Every tech startup in the US incorporates as a Delaware C Corp with 10,000,000 shares of Common Stock at the date of founding. This is remarkably consistent–if you go through an accelerator like Y Combinator or Techstars, if you use the default options with Stripe Atlas or Clerky, or if you ask a tech law firm for advice, they'll all point you in the same direction.
Incorporating in Delaware and as a C Corp are pretty well understood and well explained on the internet, but why 10 million shares? I've never seen a strong explanation other than "it's the standard amount."

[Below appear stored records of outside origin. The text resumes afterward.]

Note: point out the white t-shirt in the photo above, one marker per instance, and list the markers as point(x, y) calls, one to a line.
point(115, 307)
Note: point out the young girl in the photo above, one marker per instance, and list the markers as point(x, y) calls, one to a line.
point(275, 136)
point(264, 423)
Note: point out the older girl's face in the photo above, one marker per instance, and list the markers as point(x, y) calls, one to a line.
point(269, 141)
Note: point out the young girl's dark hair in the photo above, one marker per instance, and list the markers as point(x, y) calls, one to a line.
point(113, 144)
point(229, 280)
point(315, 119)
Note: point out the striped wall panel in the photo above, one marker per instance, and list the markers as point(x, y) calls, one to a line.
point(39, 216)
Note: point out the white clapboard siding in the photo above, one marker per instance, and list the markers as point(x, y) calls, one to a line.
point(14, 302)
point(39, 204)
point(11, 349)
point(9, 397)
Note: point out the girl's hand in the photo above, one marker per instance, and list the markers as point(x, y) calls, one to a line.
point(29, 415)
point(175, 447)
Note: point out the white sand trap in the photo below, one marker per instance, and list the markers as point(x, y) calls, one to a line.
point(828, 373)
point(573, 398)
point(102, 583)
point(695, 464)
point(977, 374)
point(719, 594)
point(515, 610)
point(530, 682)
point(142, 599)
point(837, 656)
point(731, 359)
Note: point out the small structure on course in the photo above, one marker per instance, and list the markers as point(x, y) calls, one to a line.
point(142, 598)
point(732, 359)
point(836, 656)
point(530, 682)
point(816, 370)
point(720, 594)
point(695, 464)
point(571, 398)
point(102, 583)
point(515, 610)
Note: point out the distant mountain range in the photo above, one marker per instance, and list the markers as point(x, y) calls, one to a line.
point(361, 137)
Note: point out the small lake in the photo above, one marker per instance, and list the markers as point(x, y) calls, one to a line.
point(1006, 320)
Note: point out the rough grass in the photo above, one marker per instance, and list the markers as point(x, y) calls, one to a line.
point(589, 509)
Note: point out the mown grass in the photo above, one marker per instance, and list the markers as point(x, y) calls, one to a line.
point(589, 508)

Well, one reason is that the number has to be somewhat large. When you issue equity to employees or sell shares to investors, 10 million shares is a large enough number that you can give almost the exact amount you want to give. It's hard to grant someone 0.25% equity if you only have 100 outstanding shares.
But why isn't the number larger than that? Why not 100 million, or 5 billion, or Graham's number?
This isn't a purely theoretical question. At my previous company, Heap, we had job candidates who felt like our equity offers were "lower" than others because the share counts were smaller. They'd see something like 10,000 shares from Heap and 15,000 shares from OtherCorp and feel like the Heap offer was lower. We had to coach them on asking the other companies what the denominator of that share count was, looking at price per share, strike price, etc. These concepts might be obvious to people with a background working for tech startups, but to someone coming from outside of tech, it can be pretty confusing.
When I mentioned this to our board, we decided to do a 2-to-1 stock split, i.e. doubling our share count. Which prompted a natural question: "why not just do 10-to-1? Or 100-to-1? Why not make it so that we can give every candidate a million shares?"
Here’s why: if you have too many shares, there's a risk that your company will be a penny stock at time of IPO which would be a strong negative perception in the market. So we wanted to aim for a ~$10/share value for a theoretical future $1 billion IPO. Of course if the IPO is a lot larger then you can make the share pool larger and still have a nice share price.
The share price and share count are meaningless numbers, but there is a strong perceptual headwind for a stock that goes out at $0.80/share or something even if the company is inherently fine. People will look at the share price and assume something is wrong with the company.
You could also do a reverse-split later to fix that issue pre-IPO, but that also has administrative overhead, has a negative perception, and can cause weird issues with fractional shares or rounding.
Of course, 100 million shares is the number that leads to $10/share for a $1B IPO, but most venture-backed tech companies end up issuing lots of shares over time for employee option pools, Seed fundraise, Series A, B, C, D, etc. So if you start with 10 million shares, it leaves you tons of room to grow the share pool and still stay south of 100 million total shares at time of IPO.
(As an aside: some people think that you want to keep the share count low because Delaware charges franchise tax based on the share count. This is true at very low numbers, but once you're in the 100,000+ range for share count, you will end up using the "par value" method to calculate your Delaware franchise tax bill, which will make the share count irrelevant.)